Packer Report: What was it like to be on the other sideline of this rivalry?
Bennett: I try not to revisit that. I really don't. I always view myself in the green and gold. I really don't, to be honest with you, like to revisit that. It was a unique situation. Having an opportunity to play for both organizations certainly put a different perspective on things.
Packer Report: Do you still get jazzed up about facing the Bears?
Bennett: For me, it's every game, but certainly when you think of the history and the players that played and laid the groundwork as far as what this rivalry truly is all about. When you think about those guys, the organization, the history, the tradition, it's an all-time classic.
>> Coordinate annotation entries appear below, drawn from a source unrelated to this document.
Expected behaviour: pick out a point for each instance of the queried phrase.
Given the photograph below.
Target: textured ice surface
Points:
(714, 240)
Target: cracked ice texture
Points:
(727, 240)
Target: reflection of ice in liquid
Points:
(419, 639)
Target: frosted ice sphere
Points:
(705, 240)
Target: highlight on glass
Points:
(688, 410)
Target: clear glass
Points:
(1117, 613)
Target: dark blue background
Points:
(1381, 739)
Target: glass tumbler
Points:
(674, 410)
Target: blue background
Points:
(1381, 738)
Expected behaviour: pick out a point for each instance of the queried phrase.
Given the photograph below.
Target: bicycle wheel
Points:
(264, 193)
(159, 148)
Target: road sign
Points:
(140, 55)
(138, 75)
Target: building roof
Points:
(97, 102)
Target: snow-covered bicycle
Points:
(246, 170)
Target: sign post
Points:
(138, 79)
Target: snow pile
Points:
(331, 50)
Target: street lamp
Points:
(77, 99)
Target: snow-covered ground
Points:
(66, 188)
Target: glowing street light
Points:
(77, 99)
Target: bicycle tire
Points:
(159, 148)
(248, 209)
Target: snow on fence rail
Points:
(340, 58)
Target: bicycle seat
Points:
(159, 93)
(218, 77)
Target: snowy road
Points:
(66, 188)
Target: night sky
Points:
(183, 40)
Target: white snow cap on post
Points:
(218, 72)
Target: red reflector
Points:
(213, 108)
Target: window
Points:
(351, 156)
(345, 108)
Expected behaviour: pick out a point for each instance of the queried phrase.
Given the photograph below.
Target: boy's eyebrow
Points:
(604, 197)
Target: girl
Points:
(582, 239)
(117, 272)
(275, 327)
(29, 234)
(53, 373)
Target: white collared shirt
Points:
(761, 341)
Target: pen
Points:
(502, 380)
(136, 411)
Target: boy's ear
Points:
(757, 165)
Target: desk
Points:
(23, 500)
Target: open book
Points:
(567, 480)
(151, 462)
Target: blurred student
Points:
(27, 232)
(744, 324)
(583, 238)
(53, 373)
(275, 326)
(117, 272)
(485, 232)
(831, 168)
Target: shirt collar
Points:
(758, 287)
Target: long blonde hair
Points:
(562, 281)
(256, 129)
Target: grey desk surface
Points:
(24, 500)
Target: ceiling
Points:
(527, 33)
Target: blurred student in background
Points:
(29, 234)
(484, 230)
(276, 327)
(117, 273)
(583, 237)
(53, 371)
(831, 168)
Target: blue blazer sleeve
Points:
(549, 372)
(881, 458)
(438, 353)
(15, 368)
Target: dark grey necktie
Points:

Packer Report: Do you give a history lesson to your guys?
Bennett: For the most part, coach (McCarthy), since Day 1, kind of made it clear as far as what this rivalry is all about and what these two organizations have been about over the course of history. Certainly, we educate the guys so they know going into it.
Packer Report: Is it as big of deal for today's players as it was back when you played?
Bennett: I think so. I think so. I think so. It's still an extremely competitive game. Both teams, regardless of the records, you can throw all of that stuff out the window. Both teams are going to line up and they're going to play football the way football is meant to be played.
Packer Report: Switching gears, the guy you shared time in the backfield with, Dorsey Levens, was selected for the Packers Hall of Fame this week. You were in his shoes a few years ago. What's that like?
Bennett: When you think about our organization, our history, to be a part of that fraternity, it's special. It's special. You think about what this organization stands for and the players that played before you, the history, the tradition, some of the legends that have played in Lambeau Field, it's special. Unlike any other place.
Packer Report: Before I let you go, any Packers-Bears memories that stand out?
Bennett: I have some. To be honest with you as far as some of the games, certainly, I have a ton of memories. Having an opportunity to play those guys in Lambeau Field was special, but also going back into Soldier Field, that was special, as well. It's a rivalry, but it's also ... I don't want to get into some of the stories (laughs). For the most part, it's about the tradition, the rivalry and the competitive nature of our two organizations.